Elena picture Elena · Jun 18, 2014 · Viewed 7.2k times · Source

I have a raspberry-pi. I have it set up so I can ssh into it with putty from my windows machine. I have codeblocks installed on the raspberry-pi. I would like to be able to open and display the codeblocks ide on my windows machine from the pi. I have xterm(-v 278) installed on my pi and Xming installed on my windows machine.

On my windows machine open Xlauch to start Xming I leave the default values but I disable access control. Then on my windows machine I open putty to ssh into my pi, with X forwarding enabled for this session. Once logged in on the pi I type

$ export DISPLAY="<windows_machine_ip>:0.0

$ xterm DISPLAY

than I get the message xterm: No absolute path found for shell: DISPLAY

I am really confused why I am getting this message. Does anyone know a fix or can explain what I am doing wrong. Thanks in advance.

Answer

harmic picture harmic · Jun 19, 2014

You do not need to put the argument DISPLAY after xterm like that. It is enough to have the environment variable DISPLAY set and exported (as you have in your first command).

The synopsis of xterm is:

xterm [-toolkitoption ...] [-option ...] [shell]

So, when you type this:

xterm DISPLAY

it is interpreting the word DISPLAY as the name of the shell you want to use - thus the error message No absolute path found for shell: DISPLAY.

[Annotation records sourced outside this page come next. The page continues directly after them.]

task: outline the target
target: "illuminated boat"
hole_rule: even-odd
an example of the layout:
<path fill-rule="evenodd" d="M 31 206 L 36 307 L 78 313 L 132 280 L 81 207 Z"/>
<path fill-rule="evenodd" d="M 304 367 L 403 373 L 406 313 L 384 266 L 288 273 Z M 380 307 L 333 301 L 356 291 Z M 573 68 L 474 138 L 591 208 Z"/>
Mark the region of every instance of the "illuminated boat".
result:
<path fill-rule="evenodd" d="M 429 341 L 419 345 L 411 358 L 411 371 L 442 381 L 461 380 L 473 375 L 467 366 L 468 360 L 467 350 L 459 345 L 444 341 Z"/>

In short, all you had to type was this:

$ export DISPLAY="<windows_machine_ip>:0.0
$ xterm &

I recommend putting the '&' on the end, as that starts xterm in the background and returns your original shell so you can enter more commands if desired.

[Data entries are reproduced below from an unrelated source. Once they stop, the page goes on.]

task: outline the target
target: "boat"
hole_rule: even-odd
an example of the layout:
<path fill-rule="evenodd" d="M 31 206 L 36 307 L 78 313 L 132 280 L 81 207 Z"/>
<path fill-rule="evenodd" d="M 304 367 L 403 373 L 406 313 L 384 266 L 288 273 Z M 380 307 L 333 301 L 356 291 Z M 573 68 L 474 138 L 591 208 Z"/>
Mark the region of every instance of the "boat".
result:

Since you are using PuTTY, an even easier way is to use it's built in X11 forwarding.

Configure Putty for X11 Forwarding

Under Connection->SSH->X11, tick 'enable X11 forwarding' before you start your session. After this, as soon as the connection is open, just type xterm &, or any other X command.

Note that when using SSH X11 Forwarding, you do not need to set the DISPLAY variable. It will automatically be set on login, to a value such as localhost:10.0. This means that the sshd daemon is pretending to be an X server with display #10, whereas in reality it is forwarding all connections through to your local PC where they reach the real X server.